The New Testament occasionally speaks of faith in terms of a fixed vein of truth. As such, it is to be sought and mined by the diligent. This is the sense of the term at texts such as Jude 3, where Christians are told to “contend for the faith that was once for all entrusted to the saints.”

In many more settings, however, the same sacred writings speak of faith as a moving target. Here I am thinking of all those texts that talk about “living by faith” or someone having a “strong faith” or a believer’s duty to “add to your faith” this or that virtue.

In these texts, faith is not an objective body of truth about Jesus but our subjective response to Christ as Lord.

As our living reply to Christ Jesus, faith is anything but constant and complete and unchanging. It is a pilgrimage into the uncharted territory of new challenges. It is a Christcentered romance that moves forward with confidence in his affectionate presence. It is a process of continual conversion toward God’s heart, God’s vision, and God’s activity.

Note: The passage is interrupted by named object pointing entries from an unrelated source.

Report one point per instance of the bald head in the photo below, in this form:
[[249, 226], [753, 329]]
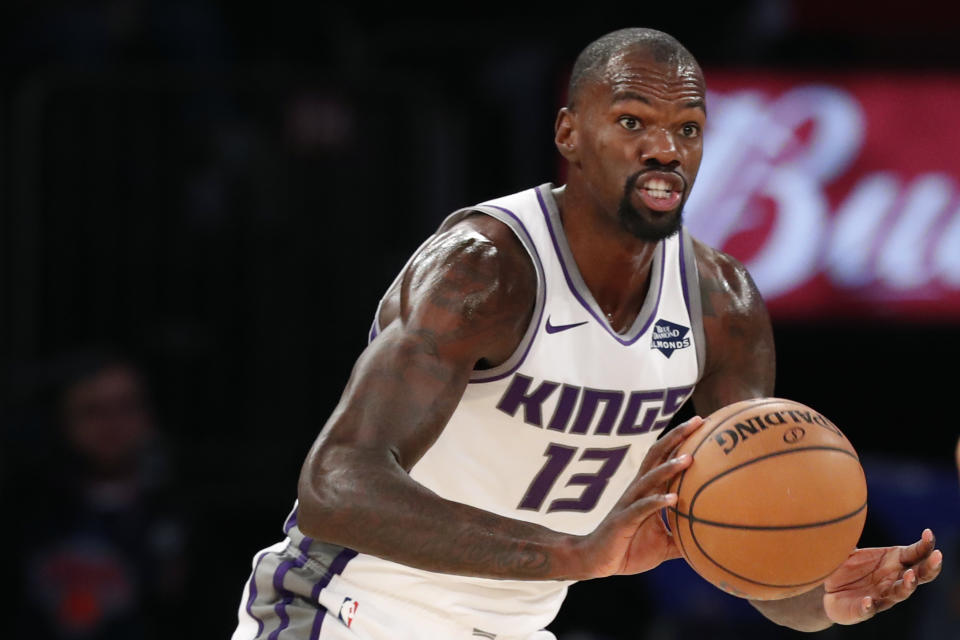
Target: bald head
[[592, 62]]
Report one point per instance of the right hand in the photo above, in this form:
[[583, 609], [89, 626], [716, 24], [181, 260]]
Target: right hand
[[633, 537]]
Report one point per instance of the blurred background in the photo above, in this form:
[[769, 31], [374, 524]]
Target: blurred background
[[202, 201]]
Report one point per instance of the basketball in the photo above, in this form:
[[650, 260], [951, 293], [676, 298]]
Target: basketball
[[774, 501]]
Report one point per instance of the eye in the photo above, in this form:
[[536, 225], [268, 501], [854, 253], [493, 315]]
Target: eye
[[690, 130]]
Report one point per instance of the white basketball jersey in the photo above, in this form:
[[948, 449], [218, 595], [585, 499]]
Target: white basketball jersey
[[554, 434]]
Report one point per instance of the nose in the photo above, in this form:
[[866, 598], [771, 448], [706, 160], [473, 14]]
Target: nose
[[659, 147]]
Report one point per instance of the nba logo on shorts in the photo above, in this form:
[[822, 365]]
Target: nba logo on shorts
[[347, 610]]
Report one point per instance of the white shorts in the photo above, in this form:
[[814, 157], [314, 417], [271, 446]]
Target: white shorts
[[287, 598]]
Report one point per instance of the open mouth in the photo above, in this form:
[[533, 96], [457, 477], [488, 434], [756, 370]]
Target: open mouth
[[660, 190]]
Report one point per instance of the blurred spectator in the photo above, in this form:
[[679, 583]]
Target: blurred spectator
[[93, 516]]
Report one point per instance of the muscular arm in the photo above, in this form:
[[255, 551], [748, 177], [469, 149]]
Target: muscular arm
[[741, 365], [466, 298]]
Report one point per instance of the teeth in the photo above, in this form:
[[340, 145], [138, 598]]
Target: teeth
[[657, 184]]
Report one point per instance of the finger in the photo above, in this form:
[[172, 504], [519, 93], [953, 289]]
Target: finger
[[634, 515], [656, 479], [930, 568], [664, 447], [919, 550], [900, 591]]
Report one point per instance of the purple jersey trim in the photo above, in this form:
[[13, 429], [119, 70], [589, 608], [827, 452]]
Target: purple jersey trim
[[281, 607], [683, 274], [252, 595], [583, 302], [478, 375], [291, 521]]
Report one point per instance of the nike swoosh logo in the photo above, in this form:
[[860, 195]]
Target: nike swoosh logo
[[551, 328]]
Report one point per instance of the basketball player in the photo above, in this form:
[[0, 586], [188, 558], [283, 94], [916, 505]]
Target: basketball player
[[497, 439]]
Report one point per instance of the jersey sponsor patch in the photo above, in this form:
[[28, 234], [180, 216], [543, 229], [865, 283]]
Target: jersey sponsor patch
[[348, 610], [669, 336]]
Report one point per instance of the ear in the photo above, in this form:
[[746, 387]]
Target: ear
[[565, 134]]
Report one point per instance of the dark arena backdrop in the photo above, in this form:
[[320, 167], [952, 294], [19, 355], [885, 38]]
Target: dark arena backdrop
[[208, 199]]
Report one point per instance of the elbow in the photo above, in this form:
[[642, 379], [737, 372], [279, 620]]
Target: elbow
[[317, 502]]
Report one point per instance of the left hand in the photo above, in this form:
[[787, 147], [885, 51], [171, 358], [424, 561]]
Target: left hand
[[875, 579]]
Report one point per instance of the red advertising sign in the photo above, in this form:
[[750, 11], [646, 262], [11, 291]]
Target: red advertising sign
[[841, 193]]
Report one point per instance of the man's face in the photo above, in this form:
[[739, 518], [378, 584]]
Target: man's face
[[640, 140]]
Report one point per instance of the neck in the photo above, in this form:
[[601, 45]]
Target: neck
[[614, 263]]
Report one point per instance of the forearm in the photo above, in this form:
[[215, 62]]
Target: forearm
[[373, 506], [802, 613]]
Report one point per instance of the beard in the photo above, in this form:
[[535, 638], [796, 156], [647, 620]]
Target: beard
[[643, 227]]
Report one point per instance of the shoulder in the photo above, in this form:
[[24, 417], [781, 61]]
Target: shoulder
[[474, 278], [726, 288]]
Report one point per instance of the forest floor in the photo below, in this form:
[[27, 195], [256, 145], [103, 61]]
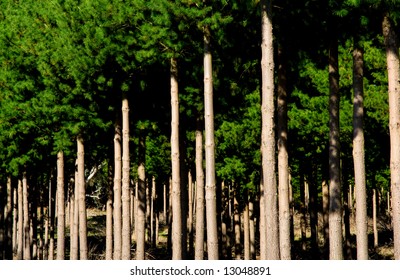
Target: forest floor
[[300, 250]]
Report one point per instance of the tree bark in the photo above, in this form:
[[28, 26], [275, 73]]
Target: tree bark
[[83, 248], [283, 163], [210, 185], [61, 207], [141, 203], [27, 241], [335, 196], [126, 192], [199, 252], [393, 69], [74, 235], [109, 216], [20, 241], [268, 133], [177, 249], [117, 190]]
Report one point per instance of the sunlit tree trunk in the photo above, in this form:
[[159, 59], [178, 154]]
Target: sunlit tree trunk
[[117, 211], [176, 182], [335, 195], [199, 247], [283, 163], [393, 68], [83, 248], [268, 133], [359, 154], [27, 247], [126, 192], [20, 240], [61, 207], [210, 185]]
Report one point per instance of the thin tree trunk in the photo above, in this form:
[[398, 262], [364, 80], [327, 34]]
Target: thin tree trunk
[[236, 222], [15, 220], [246, 230], [117, 211], [74, 253], [20, 242], [268, 133], [283, 163], [141, 203], [190, 213], [325, 214], [210, 185], [177, 249], [27, 242], [374, 217], [393, 68], [8, 254], [126, 192], [335, 195], [83, 248], [199, 252], [61, 207], [252, 231], [109, 216]]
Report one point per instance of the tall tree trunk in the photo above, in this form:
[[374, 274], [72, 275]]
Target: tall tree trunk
[[325, 214], [246, 230], [83, 248], [335, 196], [140, 224], [177, 249], [210, 186], [27, 241], [61, 207], [236, 226], [190, 213], [268, 132], [109, 216], [374, 217], [199, 252], [283, 163], [15, 220], [126, 192], [20, 241], [8, 254], [393, 68], [74, 236], [117, 190]]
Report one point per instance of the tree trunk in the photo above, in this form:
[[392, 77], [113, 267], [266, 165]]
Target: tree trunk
[[199, 252], [27, 241], [335, 196], [190, 213], [20, 241], [325, 214], [83, 248], [117, 190], [236, 226], [393, 68], [61, 207], [109, 216], [283, 163], [74, 235], [374, 217], [177, 249], [126, 192], [268, 133], [246, 230], [210, 186], [15, 221], [140, 224]]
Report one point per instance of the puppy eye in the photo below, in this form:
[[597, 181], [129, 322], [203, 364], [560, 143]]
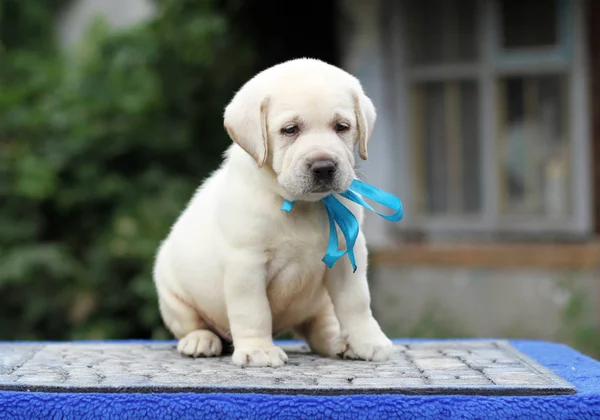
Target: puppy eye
[[290, 130], [342, 127]]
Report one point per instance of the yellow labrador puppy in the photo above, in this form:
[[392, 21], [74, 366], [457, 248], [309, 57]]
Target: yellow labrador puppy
[[235, 267]]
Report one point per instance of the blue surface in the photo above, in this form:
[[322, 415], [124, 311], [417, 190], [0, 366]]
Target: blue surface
[[581, 371]]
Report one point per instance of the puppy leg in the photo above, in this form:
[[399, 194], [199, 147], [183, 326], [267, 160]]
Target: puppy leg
[[249, 313], [195, 339], [322, 332], [349, 293]]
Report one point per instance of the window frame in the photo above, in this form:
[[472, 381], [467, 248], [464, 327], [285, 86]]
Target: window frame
[[570, 57]]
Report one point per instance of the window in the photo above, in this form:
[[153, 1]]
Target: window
[[495, 92]]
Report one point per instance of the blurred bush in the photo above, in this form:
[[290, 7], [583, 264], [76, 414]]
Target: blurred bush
[[100, 148]]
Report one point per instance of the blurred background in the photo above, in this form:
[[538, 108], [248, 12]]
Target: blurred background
[[488, 130]]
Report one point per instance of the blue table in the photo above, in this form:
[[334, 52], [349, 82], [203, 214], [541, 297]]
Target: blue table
[[581, 371]]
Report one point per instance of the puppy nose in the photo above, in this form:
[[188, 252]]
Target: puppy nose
[[323, 170]]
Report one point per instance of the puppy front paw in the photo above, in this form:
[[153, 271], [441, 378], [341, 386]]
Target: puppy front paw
[[374, 347], [259, 357]]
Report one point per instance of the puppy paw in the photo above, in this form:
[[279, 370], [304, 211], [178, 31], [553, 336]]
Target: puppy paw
[[200, 343], [259, 357], [375, 347]]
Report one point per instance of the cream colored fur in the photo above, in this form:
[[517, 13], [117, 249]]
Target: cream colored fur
[[234, 265]]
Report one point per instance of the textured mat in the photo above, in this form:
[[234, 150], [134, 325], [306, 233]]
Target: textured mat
[[467, 367]]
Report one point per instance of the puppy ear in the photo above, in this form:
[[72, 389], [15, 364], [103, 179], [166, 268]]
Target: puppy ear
[[364, 111], [246, 123]]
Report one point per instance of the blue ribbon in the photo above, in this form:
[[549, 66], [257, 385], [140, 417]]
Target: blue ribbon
[[348, 224]]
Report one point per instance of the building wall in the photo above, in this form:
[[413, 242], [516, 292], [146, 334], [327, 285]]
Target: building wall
[[549, 294]]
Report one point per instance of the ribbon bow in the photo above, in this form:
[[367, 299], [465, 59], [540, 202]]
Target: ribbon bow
[[343, 217]]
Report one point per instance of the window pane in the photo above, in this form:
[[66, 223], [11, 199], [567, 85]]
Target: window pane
[[534, 147], [441, 32], [447, 143], [529, 23]]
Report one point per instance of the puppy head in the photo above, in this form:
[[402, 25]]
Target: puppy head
[[303, 118]]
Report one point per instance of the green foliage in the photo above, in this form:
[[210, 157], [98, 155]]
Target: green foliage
[[99, 151]]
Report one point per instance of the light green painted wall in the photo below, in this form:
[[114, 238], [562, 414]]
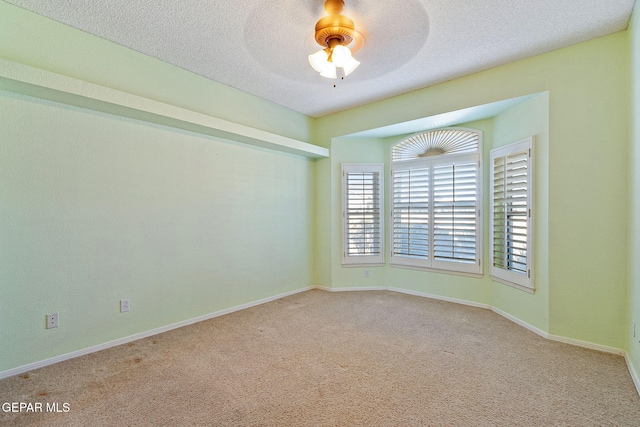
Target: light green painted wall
[[634, 194], [530, 118], [96, 208], [588, 110], [31, 39]]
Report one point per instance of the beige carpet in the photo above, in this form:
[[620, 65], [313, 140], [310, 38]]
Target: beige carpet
[[336, 359]]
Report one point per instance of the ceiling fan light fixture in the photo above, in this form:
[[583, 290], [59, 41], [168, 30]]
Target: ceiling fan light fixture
[[350, 65], [335, 33]]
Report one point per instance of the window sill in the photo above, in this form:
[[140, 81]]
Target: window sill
[[435, 270], [514, 285], [363, 265]]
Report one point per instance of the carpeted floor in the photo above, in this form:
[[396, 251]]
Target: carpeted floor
[[336, 359]]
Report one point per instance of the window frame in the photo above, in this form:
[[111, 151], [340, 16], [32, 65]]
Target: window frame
[[508, 276], [431, 263], [362, 260]]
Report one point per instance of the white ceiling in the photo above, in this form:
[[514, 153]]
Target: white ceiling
[[261, 46]]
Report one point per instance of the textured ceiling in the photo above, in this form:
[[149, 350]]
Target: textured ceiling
[[261, 46]]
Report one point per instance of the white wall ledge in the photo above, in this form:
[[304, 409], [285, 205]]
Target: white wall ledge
[[38, 83]]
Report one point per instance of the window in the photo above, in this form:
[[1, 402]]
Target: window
[[362, 208], [511, 214], [436, 201]]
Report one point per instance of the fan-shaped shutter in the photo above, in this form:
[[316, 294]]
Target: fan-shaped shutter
[[455, 212], [362, 214], [437, 201], [436, 143], [411, 213]]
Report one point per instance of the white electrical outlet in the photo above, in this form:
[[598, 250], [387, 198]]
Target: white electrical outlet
[[52, 320]]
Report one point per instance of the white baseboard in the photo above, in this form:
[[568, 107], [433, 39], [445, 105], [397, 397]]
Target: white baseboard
[[589, 345], [403, 291], [120, 341], [439, 297], [522, 323], [42, 363]]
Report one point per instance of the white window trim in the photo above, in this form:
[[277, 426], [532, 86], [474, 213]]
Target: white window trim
[[429, 264], [523, 282], [362, 260]]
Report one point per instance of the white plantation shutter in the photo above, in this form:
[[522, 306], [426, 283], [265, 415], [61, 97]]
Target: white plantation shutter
[[455, 216], [362, 213], [436, 196], [511, 214], [411, 214]]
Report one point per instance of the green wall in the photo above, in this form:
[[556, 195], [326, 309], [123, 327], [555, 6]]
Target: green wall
[[634, 194], [96, 207], [587, 173], [530, 118]]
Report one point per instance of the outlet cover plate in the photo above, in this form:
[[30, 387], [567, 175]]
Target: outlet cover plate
[[52, 320]]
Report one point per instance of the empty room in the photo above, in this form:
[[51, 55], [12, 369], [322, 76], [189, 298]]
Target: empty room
[[319, 213]]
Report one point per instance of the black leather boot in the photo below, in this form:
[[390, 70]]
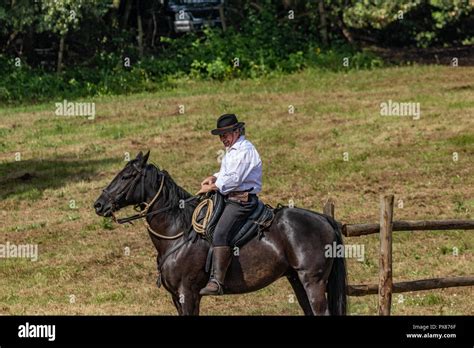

Some of us have been taught to think of Christianity as an educational enterprise. If so, what did Christians do for centuries before they had Bibles to delve into and scour for pure doctrine? Even more have been trained to view it as making the right association. If so, were there no Christians for all those centuries before our restored and true church was formed?

Still others have been given to understand Christian faith as currying the favor of God with correct performance under a fixed standard of rules.

The lived experience of faith is none of those things. It is instead the love affair between flawed sinners and the one alone in whom they have found hope. It is a process of responding to him and learning to walk more appropriately with his perfectly measured pace toward the Father. We learn from him in quiet times of Bible study and reflection. We gain insights from others walking the same path. And we learn from failure.

Until we grasp the significance of faith as romance or dance, pilgrimage or process – pick your own metaphor for constant discovery – we are stuck with the notion of faith as something over which we argue. Something to which we turn when someone dies or when something happens we don’t understand. A ladder to climb to some otherworldly destination. With these images, we will foster arrogance as the equivalent to faith and judgment equivalent to conviction.

So you need not confuse your questioning with unbelief or your failure with God’s rejection. For that matter, you must not feel compelled to see your disagreement with another pilgrim as the need to consign him to hell.

Faith is a moving target for all of us, and faithfulness is holding to the confidence that the miracle of resurrection power sustains confused Abraham, immoral Rahab, vacillating Peter, and defective you or me until Christ comes.